Physical Wellness

Study Explains why Drinking Gets Harder with Age

By Cheri Cheng | Update Date: Jun 24, 2013 03:45 PM EDT

As people age, they often joke about how they can no longer drink like they did in the college days. Although people might observe that they lose tolerance to alcohol, the exact mechanisms at work are unknown. Previous studies have found that chronic drinking leads to wasting. Researchers had theorized that when people start to age, there is a decrease in muscle protein synthesis, which contributes to body deterioration. In a new study, researchers provide a biological explanation as to why drinking starts to wear and tear at the body faster as a person ages. They found that chronic drinking in later years had an effect on muscle mass and appeared to lead to a greater loss of it.

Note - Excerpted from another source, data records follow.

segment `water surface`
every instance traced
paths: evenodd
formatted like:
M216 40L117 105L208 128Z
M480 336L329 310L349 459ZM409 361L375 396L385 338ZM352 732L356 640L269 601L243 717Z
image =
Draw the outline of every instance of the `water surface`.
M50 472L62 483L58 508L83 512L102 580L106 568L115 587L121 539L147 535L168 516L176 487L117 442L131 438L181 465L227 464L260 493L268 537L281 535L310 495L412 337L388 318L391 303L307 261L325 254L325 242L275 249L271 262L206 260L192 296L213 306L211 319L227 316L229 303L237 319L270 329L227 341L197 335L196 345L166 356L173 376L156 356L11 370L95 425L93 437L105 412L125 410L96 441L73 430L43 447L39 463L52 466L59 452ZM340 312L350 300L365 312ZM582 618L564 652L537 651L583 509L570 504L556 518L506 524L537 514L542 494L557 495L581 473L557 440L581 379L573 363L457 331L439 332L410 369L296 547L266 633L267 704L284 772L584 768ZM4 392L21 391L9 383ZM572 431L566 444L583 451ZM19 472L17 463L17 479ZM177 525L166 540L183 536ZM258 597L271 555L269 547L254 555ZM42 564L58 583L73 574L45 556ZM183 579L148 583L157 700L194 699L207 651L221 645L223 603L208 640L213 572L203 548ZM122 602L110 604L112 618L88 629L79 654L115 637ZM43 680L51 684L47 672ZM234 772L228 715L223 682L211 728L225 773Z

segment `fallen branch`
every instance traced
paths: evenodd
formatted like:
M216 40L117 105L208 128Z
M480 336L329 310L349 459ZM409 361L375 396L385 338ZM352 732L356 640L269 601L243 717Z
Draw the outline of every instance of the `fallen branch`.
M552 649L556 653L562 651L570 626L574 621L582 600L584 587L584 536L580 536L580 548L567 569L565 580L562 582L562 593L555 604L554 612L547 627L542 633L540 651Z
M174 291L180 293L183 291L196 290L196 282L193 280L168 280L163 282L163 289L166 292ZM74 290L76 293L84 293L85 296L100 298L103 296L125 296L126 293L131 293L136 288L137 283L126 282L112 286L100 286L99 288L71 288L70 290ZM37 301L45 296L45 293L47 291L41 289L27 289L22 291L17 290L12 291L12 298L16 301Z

The researchers headed by Charles H. Lang from Penn State College of Medicine and Donna H. Korzick from the Pennsylvania State University used young and old mouse models to test the effects of alcohol. The researchers used rats that were three months old, which represented young adults and rats that were 18 months old, which represented the senior citizens. All of the rates were fed a liquid diet for 20 weeks that was created with all the daily nutrients. Half of the rats in both age groups were fed alcohol at an increasing rate. By the third week and onward, alcohol made up of 36 percent of the rats' diet.

The researchers studied the samples from each rats' calf muscle, also known as the gastrocnemius. They found that all alcohol-fed rats weighed less than the rats in the healthy diet group. The researchers also noted that the alcohol-fed group had lower lean body mass and lower muscle mass. Even though alcohol appeared to have an effect on each rat, researchers found that age seemed to exacerbate that effect. The older alcohol-fed rats were 17 percent lighter than the older, healthy group of rats. Overall, the older rats that were fed alcohol exhibited the worse amount of wasting. The researchers reported that this group had over half the rate of protein synthesis in their muscles.

"Collectively, our results suggest that sustained excessive alcohol consumption by the elderly should be discouraged to minimize the sarcopenia typically seen in this patient population," the authors explained. "As muscle mass and strength are predictive of disability and all-cause mortality."

The study, "Aging Accentuates Alcohol-Induced Decrease in Protein Synthesis in Gastrocnemius," can be found in the American Journal of Physiology - Regulatory, Integrative, and Comparative Physiology, which his published by the American Physiological Society.